Tuesday, June 23, 2009
Pendahuluan
Hak asasi adalah hak yang dimiliki manusia yang telah diperoleh dan dibawanya bersamaan dengan kelahirannya atau kehadirannya di dalam kehidupan masyarakat. Menurut Prof. Koentjoro Poerbapranoto, hak asasi adalah hak yang bersifat asasi. Artinya, hak-hak yang dimiliki manusia menurut kodratnya yang tidak dapat dipisahkan dari hakekatnya sehingga sifatnya suci. Dianggap bahwa beberapa hak itu dimiliki tanpa perbedaan atas dasar bangsa, ras, agama, atau jenis kelamin, dan karena itu bersifat universal. Dasar dari semua hak asasi ialah bahwa manusia harus memperoleh kesempatan untuk berkembang sesuai dengan bakat dan cita-citanya.
Istilah hak asasi manusia merupakan terjemahan dari droits de l’homme (Perancis), human rights (Inggris), dan menselijke rechten (Belanda). Di Indonesia hak asasi pada umumnya lebih dikenal dengan istilah “hak-hak asasi” sebagai terjemahan dari basic rights (Inggris) dan grondrechten (Belanda), atau bisa juga disebut hak-hak fundamental (civil rights). Istilah hak-hak asasi secara monomental lahir sejak keberhasilan Revolusi Perancis tahun 1789 dalam “Declaration des Droits de L’homme et du Citoyen” (hak-hak asasi manusia dan warga negara Perancis), dengan semboyan Liberte, Egalite, Fraternite. Namun demikian, sebenarnya masalah hak-hak asasi manusia telah lama diperjuangkan manusia di permukaan bumi.

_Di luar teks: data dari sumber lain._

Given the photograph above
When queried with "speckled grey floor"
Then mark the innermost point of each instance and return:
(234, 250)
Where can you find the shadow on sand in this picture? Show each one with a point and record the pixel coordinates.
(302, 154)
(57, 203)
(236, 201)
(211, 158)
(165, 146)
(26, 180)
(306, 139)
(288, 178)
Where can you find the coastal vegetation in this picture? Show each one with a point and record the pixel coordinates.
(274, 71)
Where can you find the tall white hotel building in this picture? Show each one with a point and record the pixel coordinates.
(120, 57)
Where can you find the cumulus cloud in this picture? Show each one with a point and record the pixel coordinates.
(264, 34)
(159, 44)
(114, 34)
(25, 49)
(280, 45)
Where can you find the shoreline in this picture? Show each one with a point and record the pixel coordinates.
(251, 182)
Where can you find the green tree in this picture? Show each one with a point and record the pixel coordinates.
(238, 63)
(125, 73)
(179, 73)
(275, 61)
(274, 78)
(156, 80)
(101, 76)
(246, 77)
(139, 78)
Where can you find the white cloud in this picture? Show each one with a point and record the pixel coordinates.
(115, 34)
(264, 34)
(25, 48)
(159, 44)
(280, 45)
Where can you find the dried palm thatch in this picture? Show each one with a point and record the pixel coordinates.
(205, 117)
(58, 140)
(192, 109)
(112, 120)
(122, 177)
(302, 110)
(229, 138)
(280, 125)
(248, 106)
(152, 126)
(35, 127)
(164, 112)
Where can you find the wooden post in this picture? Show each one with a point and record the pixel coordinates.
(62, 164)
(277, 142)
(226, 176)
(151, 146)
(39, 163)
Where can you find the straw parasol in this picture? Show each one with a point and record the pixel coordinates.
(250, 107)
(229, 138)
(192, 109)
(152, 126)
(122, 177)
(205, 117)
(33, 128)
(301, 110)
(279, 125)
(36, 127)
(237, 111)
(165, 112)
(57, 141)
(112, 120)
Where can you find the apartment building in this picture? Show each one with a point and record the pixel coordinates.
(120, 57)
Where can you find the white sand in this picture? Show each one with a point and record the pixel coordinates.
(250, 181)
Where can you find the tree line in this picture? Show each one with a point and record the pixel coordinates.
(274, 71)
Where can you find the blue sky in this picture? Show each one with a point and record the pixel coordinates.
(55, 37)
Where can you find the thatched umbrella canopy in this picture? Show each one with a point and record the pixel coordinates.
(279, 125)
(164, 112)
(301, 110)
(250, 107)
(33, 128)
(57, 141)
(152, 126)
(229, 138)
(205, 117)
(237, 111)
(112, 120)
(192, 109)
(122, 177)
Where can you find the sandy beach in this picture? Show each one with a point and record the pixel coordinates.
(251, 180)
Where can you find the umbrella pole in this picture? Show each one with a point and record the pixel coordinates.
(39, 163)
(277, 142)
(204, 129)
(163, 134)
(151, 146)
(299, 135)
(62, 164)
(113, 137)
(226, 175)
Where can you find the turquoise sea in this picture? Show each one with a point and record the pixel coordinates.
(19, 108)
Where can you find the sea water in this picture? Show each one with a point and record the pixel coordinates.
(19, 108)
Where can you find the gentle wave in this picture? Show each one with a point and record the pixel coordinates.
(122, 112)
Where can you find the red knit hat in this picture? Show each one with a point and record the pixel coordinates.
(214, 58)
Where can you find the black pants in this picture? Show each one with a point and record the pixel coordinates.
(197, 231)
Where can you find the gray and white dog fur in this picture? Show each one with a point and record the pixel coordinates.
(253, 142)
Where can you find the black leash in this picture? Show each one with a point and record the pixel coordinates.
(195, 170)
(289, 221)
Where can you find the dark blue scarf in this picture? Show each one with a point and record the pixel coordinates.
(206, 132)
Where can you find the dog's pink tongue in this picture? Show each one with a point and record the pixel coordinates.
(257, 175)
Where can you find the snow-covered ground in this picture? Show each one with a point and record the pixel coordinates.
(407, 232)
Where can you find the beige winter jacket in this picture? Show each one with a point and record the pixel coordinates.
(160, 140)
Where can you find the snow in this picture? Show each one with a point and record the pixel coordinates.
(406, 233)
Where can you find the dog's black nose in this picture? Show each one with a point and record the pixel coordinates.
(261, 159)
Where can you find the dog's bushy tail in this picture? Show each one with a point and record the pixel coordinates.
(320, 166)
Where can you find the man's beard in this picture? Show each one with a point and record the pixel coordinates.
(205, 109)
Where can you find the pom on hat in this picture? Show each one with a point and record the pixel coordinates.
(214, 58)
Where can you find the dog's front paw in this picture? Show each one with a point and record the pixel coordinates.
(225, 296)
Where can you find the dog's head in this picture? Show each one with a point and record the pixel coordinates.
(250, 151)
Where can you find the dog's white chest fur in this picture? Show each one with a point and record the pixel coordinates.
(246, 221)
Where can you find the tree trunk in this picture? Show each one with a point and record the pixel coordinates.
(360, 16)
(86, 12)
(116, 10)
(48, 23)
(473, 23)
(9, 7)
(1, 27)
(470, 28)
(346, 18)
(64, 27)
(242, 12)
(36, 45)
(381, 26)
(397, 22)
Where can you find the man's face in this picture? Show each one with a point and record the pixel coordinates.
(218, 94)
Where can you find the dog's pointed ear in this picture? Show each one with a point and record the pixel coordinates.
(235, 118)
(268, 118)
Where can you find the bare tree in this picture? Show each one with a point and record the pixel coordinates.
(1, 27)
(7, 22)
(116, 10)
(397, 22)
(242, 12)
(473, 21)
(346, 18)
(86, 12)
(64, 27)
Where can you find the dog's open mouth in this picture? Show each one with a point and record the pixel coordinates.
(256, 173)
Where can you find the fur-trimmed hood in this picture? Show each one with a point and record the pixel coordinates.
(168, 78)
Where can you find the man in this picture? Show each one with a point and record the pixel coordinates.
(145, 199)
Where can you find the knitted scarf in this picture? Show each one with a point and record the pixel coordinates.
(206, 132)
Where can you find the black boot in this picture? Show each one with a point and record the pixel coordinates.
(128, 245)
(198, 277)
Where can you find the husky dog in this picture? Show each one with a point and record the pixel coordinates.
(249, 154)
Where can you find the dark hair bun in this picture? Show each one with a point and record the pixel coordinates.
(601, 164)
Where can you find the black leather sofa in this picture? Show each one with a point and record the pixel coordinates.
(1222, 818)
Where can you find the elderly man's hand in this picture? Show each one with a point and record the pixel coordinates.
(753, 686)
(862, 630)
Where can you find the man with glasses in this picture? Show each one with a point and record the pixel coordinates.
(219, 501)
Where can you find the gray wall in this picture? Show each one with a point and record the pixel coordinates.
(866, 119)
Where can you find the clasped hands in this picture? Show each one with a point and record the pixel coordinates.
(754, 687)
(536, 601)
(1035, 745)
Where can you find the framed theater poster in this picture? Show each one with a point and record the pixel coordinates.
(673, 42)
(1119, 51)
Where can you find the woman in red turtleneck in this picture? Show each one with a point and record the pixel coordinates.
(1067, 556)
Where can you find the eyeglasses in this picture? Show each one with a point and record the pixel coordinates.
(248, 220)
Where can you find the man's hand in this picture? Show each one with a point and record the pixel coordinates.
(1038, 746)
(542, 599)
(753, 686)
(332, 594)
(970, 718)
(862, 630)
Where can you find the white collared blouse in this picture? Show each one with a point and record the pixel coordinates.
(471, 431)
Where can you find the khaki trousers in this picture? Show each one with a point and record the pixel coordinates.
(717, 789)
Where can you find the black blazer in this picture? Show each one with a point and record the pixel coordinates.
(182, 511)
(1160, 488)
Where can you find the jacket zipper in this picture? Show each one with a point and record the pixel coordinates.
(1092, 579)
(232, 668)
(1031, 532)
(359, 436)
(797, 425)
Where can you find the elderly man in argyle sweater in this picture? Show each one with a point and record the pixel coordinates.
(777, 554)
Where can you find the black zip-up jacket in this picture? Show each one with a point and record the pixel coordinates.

Latar belakang sejarah hak asasi pada hakekatnya muncul karena keinsyafan manusia terhadap harga diri, harkat, dan martabat kemanusiaannya sebagai akibat tindakan sewenang-wenang dari penguasa, penjajahan, perbudakan, ketidakadilan, dan tirani yang melanda seluruh umat manusia. Dalam proses ini telah lahir beberapa naskah yang secara berangsur-angsur menetapkan bahwa ada beberapa hak yang mendasari kehidupan manusia dan karena itu bersifat universal. Naskah-naskah itu, beberapa di antaranya adalah Magna Charta (1215), Bill of Rights (1689), Declaration of Independence (1776), Declaration des Droits de L’homme et du Citoyen (1789), Atlantic Charter (1941), dan Universal Declaration of Human Rights (1948). Bahkan beberapa pemikir Islam melihat bahwa Piagam Madinah dapat dikategorikan sebagai deklarasi hak asasi manusia pertama di dunia. Dalam piagam tersebut, setiap masyarakat Madinah diperbolehkan menganut agama masing-masing dan tidak mengganggu orang untuk beribadah. Karena itu para pemikir Islam banyak yang beranggapan bahwa piagam ini merupakan teks pengakuan hak asasi manusia. Walaupun teks ini dilanggar oleh kelompok non Muslim, namun sumbangsih Islam terhadap cetak biru hak asasi manusia di bumi ini haruslah diakui.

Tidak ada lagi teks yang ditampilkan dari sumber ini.